Marcie Thompson was three years old and had an imaginary friend. At least her parents, Jeremy and Sophie, thought she did.

That might be enough to offer certain suspicions as to where it’s going, and you might be right or you might be wrong. Time will tell of course, even for me because even I don’t know where it’s going yet. It was ever thus at the best of times because I enjoy watching a story unfold just as much when it’s one of mine as when it’s one of somebody else’s. One thing I can be quite sure of, however, is that there will be a dog in it. And since it’s some years since I wrote a short story, I’m inclined to ask myself two questions:

1. Will my writing style be so very different from what it used to be? Early impressions suggest the affirmative.
2. Will I have the attention span to complete the undertaking even though I don’t expect the story to be very long? That’s something else which remains to be seen because my mental energy is considerably reduced since I last wrote short stories, and my attention span is very much shorter.

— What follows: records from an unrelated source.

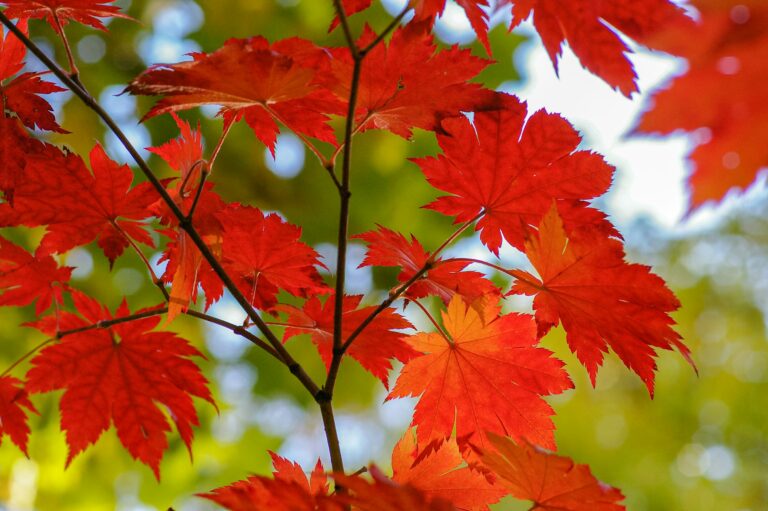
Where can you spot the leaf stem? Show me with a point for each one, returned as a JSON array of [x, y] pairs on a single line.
[[478, 261], [73, 71], [455, 235], [157, 281], [392, 25], [344, 21], [27, 355], [325, 163], [295, 368], [434, 322]]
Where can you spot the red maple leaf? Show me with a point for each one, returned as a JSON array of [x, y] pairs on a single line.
[[59, 12], [263, 254], [120, 375], [78, 206], [15, 147], [25, 278], [510, 171], [20, 95], [383, 494], [13, 419], [350, 7], [374, 348], [408, 83], [601, 300], [592, 30], [428, 10], [443, 279], [288, 490], [186, 267], [553, 483], [487, 375], [438, 472], [716, 98], [289, 90]]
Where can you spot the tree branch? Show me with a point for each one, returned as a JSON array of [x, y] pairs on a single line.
[[344, 21], [184, 222]]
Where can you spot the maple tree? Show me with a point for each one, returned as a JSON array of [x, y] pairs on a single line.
[[482, 429]]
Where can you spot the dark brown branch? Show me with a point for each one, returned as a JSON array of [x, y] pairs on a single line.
[[384, 33], [344, 22]]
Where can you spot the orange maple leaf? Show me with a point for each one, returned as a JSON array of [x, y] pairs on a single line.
[[485, 374]]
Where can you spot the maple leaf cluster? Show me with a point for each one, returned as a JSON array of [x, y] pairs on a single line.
[[482, 428]]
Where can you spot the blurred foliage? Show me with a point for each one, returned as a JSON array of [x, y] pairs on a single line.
[[700, 444]]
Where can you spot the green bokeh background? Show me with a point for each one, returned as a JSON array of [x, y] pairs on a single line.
[[665, 453]]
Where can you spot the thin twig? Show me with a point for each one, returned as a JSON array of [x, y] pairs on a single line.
[[455, 235], [344, 22], [204, 173], [295, 368], [394, 295], [324, 162], [106, 323], [392, 25], [73, 71]]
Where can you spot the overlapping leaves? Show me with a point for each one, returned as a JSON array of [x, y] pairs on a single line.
[[516, 178]]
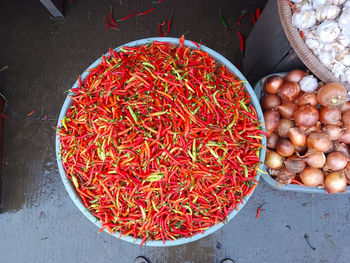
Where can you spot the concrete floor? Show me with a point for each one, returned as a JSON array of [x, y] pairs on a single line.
[[40, 223]]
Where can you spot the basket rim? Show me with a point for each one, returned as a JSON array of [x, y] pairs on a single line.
[[301, 49]]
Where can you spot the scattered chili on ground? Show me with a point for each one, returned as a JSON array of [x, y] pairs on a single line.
[[161, 141], [128, 16]]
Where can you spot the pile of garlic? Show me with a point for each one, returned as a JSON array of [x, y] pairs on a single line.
[[326, 28]]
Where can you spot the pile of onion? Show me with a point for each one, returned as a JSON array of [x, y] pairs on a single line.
[[308, 133]]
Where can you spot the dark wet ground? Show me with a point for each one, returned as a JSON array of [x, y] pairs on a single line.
[[40, 223]]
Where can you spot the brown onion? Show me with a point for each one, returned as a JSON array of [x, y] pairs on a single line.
[[318, 141], [289, 91], [295, 75], [283, 127], [271, 141], [332, 95], [316, 127], [335, 161], [345, 138], [297, 136], [287, 109], [345, 107], [346, 119], [343, 148], [315, 158], [300, 149], [308, 98], [272, 118], [272, 84], [269, 101], [284, 176], [330, 115], [334, 132], [294, 164], [335, 182], [273, 160], [347, 172], [306, 116], [312, 176], [285, 147]]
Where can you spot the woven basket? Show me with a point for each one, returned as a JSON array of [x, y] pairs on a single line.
[[299, 46]]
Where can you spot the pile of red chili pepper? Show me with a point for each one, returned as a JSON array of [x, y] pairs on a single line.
[[161, 141]]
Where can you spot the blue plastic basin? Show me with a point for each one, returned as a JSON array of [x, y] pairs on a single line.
[[68, 102]]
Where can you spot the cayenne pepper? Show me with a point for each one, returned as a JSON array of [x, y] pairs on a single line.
[[160, 141]]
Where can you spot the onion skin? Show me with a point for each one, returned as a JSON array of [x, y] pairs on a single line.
[[315, 159], [283, 127], [285, 147], [333, 131], [300, 150], [317, 127], [308, 98], [311, 177], [318, 141], [295, 75], [272, 118], [330, 115], [335, 161], [345, 138], [272, 84], [287, 109], [335, 182], [332, 95], [297, 136], [294, 164], [343, 148], [289, 91], [273, 160], [272, 140], [345, 107], [346, 118], [306, 116], [269, 101], [284, 176]]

And I think that will do for now. Better go back to the story and see whether I can get as far as introducing the dog before I put it to bed for the night (the story that is, not the dog. The dog is sitting on the bed already, waiting to be introduced. It’s a black and grey Cocker Spaniel if you’re interested.)

A Note on the Walking Dead.

I wrote this post a few days ago and have been reluctant to post it. It’s a bit glum, a bit earnest, and has an air of generalisation about it. But this is a blog not a text book, and its purpose is to give vent to random musings which arise during idle moments. And so I’ve decided to throw it up. I managed to apply my unfathomable sense of humour to the subject of cancelling Christmas yesterday, so why not?

*  *  *

Something is troubling me more and more lately. It’s difficult to explain, but I feel inclined to try so here goes.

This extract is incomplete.